Karamaollaoğlu ise, "Öğrencilerin hareketlerini bir terör hareketi olarak takdim etmek aslında çok yanlış. Öğrenciler haklı da haksız da olabilirler. Ama bir konuda kendi tepkilerini, düşüncelerini hep birlikte gündeme getiriyorlarsa bunu bir terör faaliyeti gibi görmek göstermek en büyük hata olur" dedi.  

UYSAL: "HERKES EŞİTTİR AMA BİRİLERİ DAHA FAZLA EŞİTTİR MANTIĞI"

Bir gazetecinin AKP kongrelerinde pandemi kurallarına uyulmaması hakkında sorduğu bir soruya ilişkin Uysal, şu değerlendirmeyi yaptı:

“Herkes eşittir ama birileri daha fazla eşittir mantığı içerisinde, kitlelere ‘sosyalleşmeyin kalabalık halde faaliyet üretmeyin’ telkinleri yapılırken, kongrelerdeki görüntüleri hepimiz izliyoruz.

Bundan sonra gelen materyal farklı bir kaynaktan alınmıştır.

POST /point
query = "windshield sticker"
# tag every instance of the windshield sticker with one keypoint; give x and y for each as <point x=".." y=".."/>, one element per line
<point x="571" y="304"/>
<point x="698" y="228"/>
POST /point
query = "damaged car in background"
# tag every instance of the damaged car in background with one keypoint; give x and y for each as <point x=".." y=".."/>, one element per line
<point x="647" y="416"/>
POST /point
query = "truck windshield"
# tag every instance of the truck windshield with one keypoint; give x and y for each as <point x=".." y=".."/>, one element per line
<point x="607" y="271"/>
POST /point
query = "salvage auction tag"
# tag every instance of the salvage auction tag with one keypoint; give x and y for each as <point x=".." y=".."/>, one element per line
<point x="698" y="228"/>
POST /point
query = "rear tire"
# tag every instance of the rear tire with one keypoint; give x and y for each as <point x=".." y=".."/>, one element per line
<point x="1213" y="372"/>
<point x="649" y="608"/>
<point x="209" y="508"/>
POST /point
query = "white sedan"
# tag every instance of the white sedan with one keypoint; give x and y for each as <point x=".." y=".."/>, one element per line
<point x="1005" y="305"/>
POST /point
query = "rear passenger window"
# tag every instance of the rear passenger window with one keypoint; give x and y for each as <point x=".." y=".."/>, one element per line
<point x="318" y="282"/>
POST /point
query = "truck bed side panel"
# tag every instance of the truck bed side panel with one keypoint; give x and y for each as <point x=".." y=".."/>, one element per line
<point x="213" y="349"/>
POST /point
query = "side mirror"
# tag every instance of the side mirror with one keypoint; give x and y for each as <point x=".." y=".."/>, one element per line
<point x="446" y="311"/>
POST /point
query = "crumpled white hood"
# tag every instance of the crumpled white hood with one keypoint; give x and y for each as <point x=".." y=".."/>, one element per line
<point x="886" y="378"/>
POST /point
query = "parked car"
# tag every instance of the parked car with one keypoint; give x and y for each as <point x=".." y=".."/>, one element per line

Sadece bir sağlık problemi değil, üretim, tüketim zincirlerinin kırıldığı ve özellikle geniş halk kitlelerine güvencesiz yaşayan insanlarımıza, esnaflarımız başta olmak üzere ciddi bir maliyetin çıktığını da görüyoruz. Bu sürenin çok süratle sona erebilmesi için, alınan tedbirlerin ve yaptırımların etki uyandırması toplumda maalesef bu görüntülerle zedeleniyor.”

KARAMOLLAOĞLU: "TÜRKİYE'DE ÇİFTE STANDART KURAL HALİNE GELMİŞ"

Karamollaoğlu da aynı soruya "Türkiye’de çifte standart kural haline gelmiş. İktidar kendi işine geldiği zaman başkalarına telkin ettiği hususlarda farklı bir yol takip edebiliyor. Bu da kamu vicdanında biraz farklı bir etki meydana getiriyor" karşılığını verdi.